読書日々(Pさん)

 フローベールの、『ボヴァリー夫人』を読んでいる。今の所、良いドラマなのかもしれないが、それ以上のものを感じ取ることが出来ていない。まだ冒頭なので、これから何かあるんだろうか。蓮實重彦に『ボヴァリー夫人論』を書かせるほどの何かが。
 ここに、蓮實重彦から金井美恵子に至る、なんだかんだ正当化しているけれども完全に斜陽になった豪奢な生活への憧れ、ヨーロッパの賛美みたいなものを感じて、どうにも息苦しいというか、何というか。

 フーコーの『肉の告白』を買った。フーコーが晩年に書いた、世に出さずにしまって、これは読まんでもいいといって死んでいった原稿である。『性の歴史』と題された本の、四巻目である。
 フーコーの遺言通り、読まないと佐々木中は言っていたけれども、興味本位で買ってしまった。これによって、フーコー解釈も変わるだろう、と言っている人もいる。僕は、あらゆるフーコーの本が読みかけで止まっているから、まず門前にも立っていないかもしれない。『言説の領界』は読んだ。いわばカントの『プロレゴメナ』みたいなものだから、読みやすかった。しかし、内容はほとんど忘れた。

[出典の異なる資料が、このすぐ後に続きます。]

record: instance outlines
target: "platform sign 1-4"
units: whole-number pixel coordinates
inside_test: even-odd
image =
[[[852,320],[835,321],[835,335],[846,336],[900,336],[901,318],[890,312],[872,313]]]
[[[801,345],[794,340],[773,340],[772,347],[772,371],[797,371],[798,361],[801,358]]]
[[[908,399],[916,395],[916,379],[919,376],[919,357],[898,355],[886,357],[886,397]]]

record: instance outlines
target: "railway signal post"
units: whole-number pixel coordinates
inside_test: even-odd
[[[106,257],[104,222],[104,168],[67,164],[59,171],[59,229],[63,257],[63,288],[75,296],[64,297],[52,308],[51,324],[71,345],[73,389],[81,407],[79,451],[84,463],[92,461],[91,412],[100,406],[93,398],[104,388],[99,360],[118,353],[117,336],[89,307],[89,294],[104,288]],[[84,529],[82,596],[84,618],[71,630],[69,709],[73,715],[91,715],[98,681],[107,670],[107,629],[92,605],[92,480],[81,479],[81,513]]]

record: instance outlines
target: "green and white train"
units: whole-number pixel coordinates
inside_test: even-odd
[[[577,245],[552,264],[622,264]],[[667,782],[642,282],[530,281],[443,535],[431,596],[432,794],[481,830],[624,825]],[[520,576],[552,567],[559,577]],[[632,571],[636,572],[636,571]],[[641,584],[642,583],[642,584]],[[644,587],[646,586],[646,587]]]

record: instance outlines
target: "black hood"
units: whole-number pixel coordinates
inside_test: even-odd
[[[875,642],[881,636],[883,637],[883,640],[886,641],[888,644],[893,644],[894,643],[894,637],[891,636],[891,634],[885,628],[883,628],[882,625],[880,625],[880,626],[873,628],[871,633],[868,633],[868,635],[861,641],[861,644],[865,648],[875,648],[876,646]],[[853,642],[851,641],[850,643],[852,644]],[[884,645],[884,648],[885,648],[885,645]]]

 ヒュームの『人間知性研究』の、とあるバージョンの翻訳を読んでいるけれども、大学教授かどうか知らないけれども、翻訳があんまりなので読み進めるのをやめたい思いがある。前にも語ったことがあるかもしれないけれども、いかにもその人自身の文章のセンスのなさを覆い隠すような学識、額の脂の臭いがこっちにまで移ってきそうな文章というのがある。これが臭ってくるともう駄目だ、絶対に読めない。